Probably safe because there are kids around.

There’s the Kite Runner kid. Up in Mazar-i-Sharif, the kids fly kites by the hundreds. Sometimes the enemy uses kites for signals.

Growing up in the belly of the Taliban.

He smiled and pedaled by.

The soldiers don’t like running low on ammo during firefights, and so were carrying about three times more weight than I had.

Nearly back to FOB Jackson. We never got hit, but crossing through warm stench-water from the village was little consolation.

Sangin sewerage.

Other patrols had been in for more than an hour, but everyone waits until the last patrol arrives, just in case.

Sweating and dusty, the soldiers wade into a chilly river running through camp, uniforms and all.

The current flows at roughly 1.5fps, so the rope is there to help stay in the swimming hole.

Afghan soldiers set up their toilet just down from the swimming hole.

The Fob Jackson Launderette.

Corporal Richard Tyrrell; Rifleman Stephan Glover.

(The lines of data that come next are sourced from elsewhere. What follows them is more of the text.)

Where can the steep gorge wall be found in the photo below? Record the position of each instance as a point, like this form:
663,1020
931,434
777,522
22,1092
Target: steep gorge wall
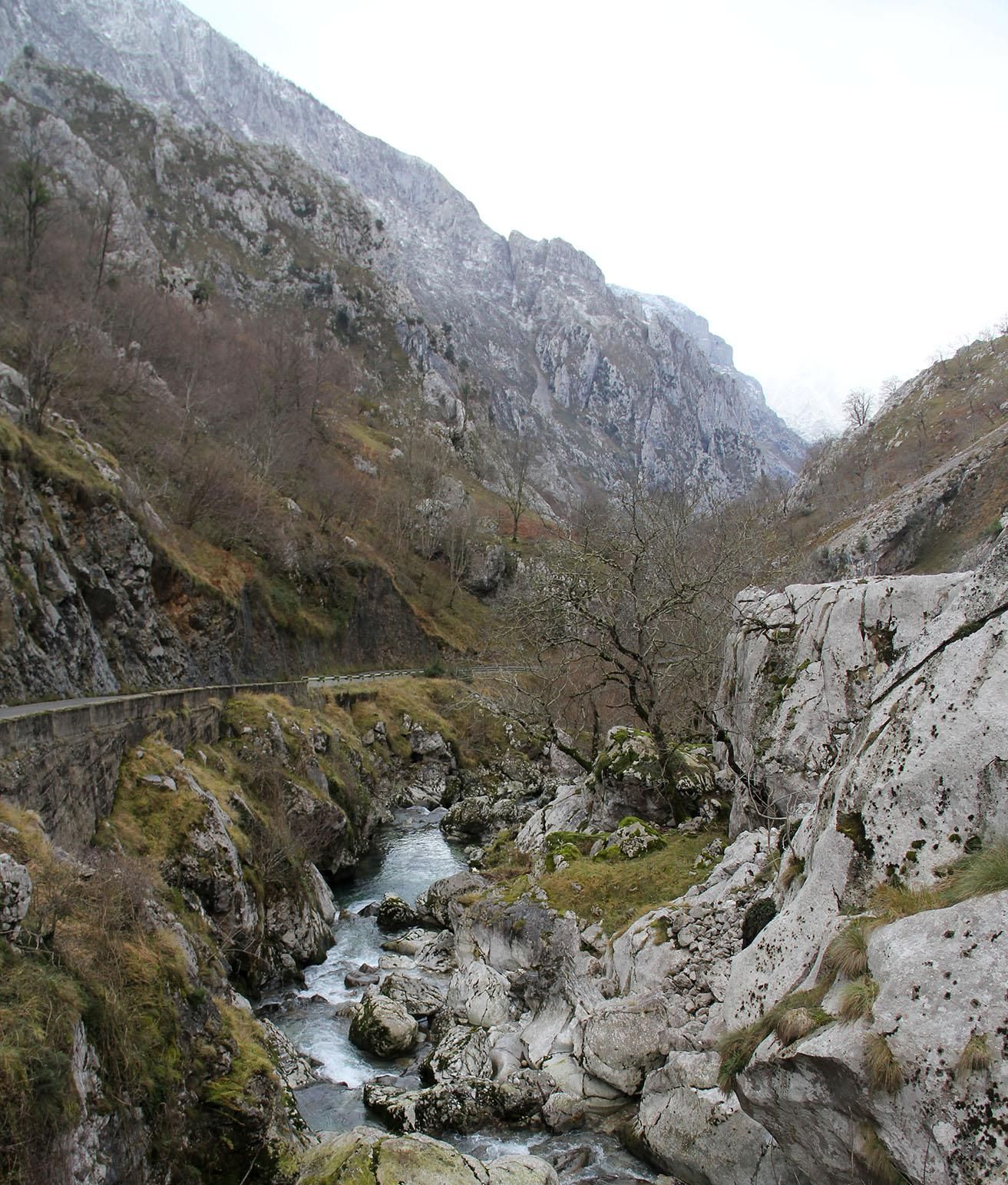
91,602
872,713
532,329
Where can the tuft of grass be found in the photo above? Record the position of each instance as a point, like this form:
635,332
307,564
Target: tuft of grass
884,1071
801,1010
794,868
858,999
878,1158
795,1024
980,873
894,902
974,875
847,954
735,1049
977,1056
250,1063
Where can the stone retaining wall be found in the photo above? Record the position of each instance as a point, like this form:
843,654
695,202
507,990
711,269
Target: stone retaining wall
64,762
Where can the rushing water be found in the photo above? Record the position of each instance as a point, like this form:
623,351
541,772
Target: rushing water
405,858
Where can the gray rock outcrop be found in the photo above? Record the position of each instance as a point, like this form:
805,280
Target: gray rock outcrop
15,896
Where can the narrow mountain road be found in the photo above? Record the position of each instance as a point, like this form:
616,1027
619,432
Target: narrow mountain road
15,711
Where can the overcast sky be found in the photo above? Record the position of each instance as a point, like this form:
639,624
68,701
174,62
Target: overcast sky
825,180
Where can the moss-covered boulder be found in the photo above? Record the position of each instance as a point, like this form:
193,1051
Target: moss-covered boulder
368,1157
383,1027
628,779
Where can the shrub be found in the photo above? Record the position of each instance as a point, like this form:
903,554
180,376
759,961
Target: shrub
884,1071
975,1058
858,998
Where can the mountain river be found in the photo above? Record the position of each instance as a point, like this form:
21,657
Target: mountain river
406,856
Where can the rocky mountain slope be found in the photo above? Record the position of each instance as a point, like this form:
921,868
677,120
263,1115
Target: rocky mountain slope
824,1001
532,331
922,485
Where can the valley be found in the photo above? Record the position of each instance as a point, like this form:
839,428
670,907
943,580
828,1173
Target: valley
453,730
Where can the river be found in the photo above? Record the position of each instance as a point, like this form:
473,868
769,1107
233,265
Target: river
406,856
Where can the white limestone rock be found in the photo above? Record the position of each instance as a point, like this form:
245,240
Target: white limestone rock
696,1132
479,995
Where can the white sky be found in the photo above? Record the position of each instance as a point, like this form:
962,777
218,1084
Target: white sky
825,180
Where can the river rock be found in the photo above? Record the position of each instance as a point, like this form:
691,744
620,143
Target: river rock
689,1127
395,914
479,995
383,1027
462,1052
418,995
623,1039
368,1157
521,1171
438,902
461,1106
292,1067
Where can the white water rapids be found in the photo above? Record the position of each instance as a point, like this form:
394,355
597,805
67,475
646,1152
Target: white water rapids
405,858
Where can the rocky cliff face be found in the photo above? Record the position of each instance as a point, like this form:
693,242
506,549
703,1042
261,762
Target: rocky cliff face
530,333
892,729
923,485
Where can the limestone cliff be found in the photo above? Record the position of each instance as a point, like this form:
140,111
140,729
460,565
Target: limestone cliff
881,704
528,333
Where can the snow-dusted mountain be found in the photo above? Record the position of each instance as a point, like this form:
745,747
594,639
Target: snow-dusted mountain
608,377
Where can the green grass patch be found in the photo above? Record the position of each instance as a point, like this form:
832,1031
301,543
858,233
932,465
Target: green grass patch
626,889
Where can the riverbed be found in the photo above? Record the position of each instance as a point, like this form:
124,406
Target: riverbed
406,856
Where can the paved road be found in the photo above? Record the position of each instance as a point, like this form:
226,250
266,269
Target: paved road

In summary, the 24 July mission netted two Taliban killed by the Hellfire missile from the Reaper but that was just another day.  On the 25th, soldiers at Kajaki killed two Taliban.  On 26 July, here, just near FOB Jackson, Sniper Team Kris Griffith and Justin De Lange dropped another Taliban from 1,100 meters with the .338 rifle, and were themselves barely missed by a Taliban “sniper” who fired two shots, but remained concealed.  I was not involved in the firefight but was close enough to hear the firing and explosions.  During the same engagement, the mortars and 105mm howitzers fired 15 rounds each and killed three more, for a total of four Taliban killed.  The sniper kill on the morning of 26th was the fifth confirmed for the two sniper teams during this tour.  This morning, 27 July, while finishing off this report, the enemy fired an RPG at a British helicopter but missed.  Later at Kajaki, a British soldier was killed by an IED.  A U.S. Reaper came back on station in Sangin and was tracking armed targets that I saw on the monitor.  The kills would have been easy, but the British commander here, LTC Rob Thomson, and the Reaper crew, were looking for a good shot that would cause no civilian casualties, and eventually an Apache who fired 60 rounds from the 30mm.  Later in the day we received nine casualties in Sangin, and the A-10s came in and were firing their cannons, and as the dispatch is finished late afternoon on the 28th, a vibrant firefight is unfolding outside the perimeter.  An RPG just fired.